There’s a coffeepot on the back bar.

By now it’s become almost de rigeur for hip bars and gastropubs to have an extensive coffee program in the early parts of the day. Last week Kobrick Coffee Co. even started serving strictly coffee-based cocktails. But while joints like Kobrick usually have $8,000 La Marzocco espresso machines hogging the back-bar area, classic dives keep it a lot simpler. Like at Horace and Pete’s, where the bar features a simple Mr. Coffee drip machine sharing space next to the bottles of Jameson. Good thing, because dive-bar bartenders like Uncle Pete and Horace—and often their chronically hungover patrons—constantly need a jolt of black joe to get through the miserable day.

Drinks are poured liberally, and no one is ever charged.

When there aren’t many choices, it’s easy to serve your customers. Uncle Pete almost always has a bottle of Jameson in his hand, ready to freshen customers’ rock glasses often before they’re even fully drained. Of course, he isn’t jiggering—dive-bar bartenders can easily eyeball two ounces and are going to be more generous than that. At dive spots like Horace and Pete’s, the proprietors understand that their job is to get you drunk for next to nothing. Even to the crusty Uncle Pete, every other drink is seemingly “on me.” And how often have we walked out of our own local dive wasted and still flush with cash. How do these places make money?!

You can’t help wondering how this place is still in business.

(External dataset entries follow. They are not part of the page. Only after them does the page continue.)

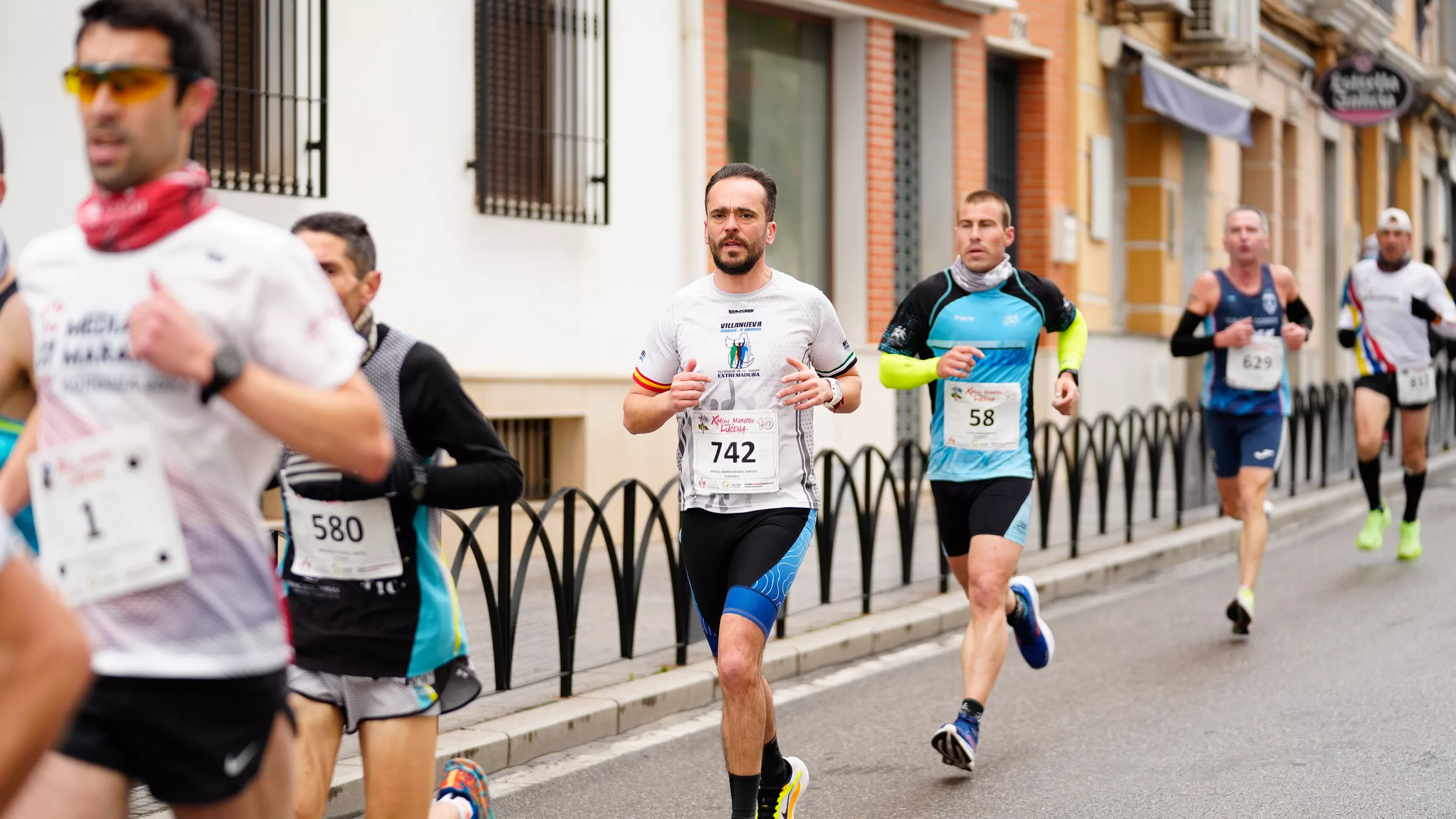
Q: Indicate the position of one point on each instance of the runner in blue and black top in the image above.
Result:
(1251, 313)
(970, 334)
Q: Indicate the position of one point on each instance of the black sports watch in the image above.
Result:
(228, 366)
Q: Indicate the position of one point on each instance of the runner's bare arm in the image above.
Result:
(1299, 321)
(647, 410)
(343, 426)
(15, 482)
(15, 353)
(46, 672)
(851, 385)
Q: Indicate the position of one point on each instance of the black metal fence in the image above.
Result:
(1142, 453)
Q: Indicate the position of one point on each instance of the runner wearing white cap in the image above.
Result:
(1388, 308)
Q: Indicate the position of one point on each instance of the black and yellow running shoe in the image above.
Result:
(778, 803)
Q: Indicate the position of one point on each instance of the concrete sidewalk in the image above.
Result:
(520, 737)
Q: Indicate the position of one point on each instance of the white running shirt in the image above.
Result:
(743, 341)
(1378, 308)
(245, 283)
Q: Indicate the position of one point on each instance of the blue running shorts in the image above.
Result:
(1244, 441)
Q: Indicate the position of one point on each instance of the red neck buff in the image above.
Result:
(140, 216)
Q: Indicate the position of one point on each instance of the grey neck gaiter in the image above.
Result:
(972, 281)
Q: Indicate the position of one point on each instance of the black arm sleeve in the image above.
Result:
(440, 416)
(1299, 313)
(1184, 343)
(910, 328)
(1055, 306)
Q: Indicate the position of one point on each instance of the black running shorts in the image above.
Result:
(191, 741)
(743, 562)
(1384, 383)
(993, 507)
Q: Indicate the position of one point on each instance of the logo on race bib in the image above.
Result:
(740, 354)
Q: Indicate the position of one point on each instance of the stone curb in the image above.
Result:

Last month, the Boston Globe’s Luke O’Neil wrote about the rapid rate at which local dive bars have been closing. Perhaps that’s no surprise as most cities become more gentrified and the desire for most residents to spend time in a filthy shithole declines. Fittingly, Horace and Pete’s sister, Sylvia (Edie Falco), wants to sell their bar, even noting that with “air rights,” their little plot of land is worth a cool six million. But Horace just can’t pull the trigger, feeling like the bar isn’t just half his namesake, but also their family’s heritage. “It doesn’t make any money!” Sylvia screams in her brother’s face late in episode 5. And, of course, Horace’s answer tells us everything we need to know about how shitty dives like theirs are still standing in gentrified Brooklyn: “I’m not shutting this place down—that seems harder than keeping it open.”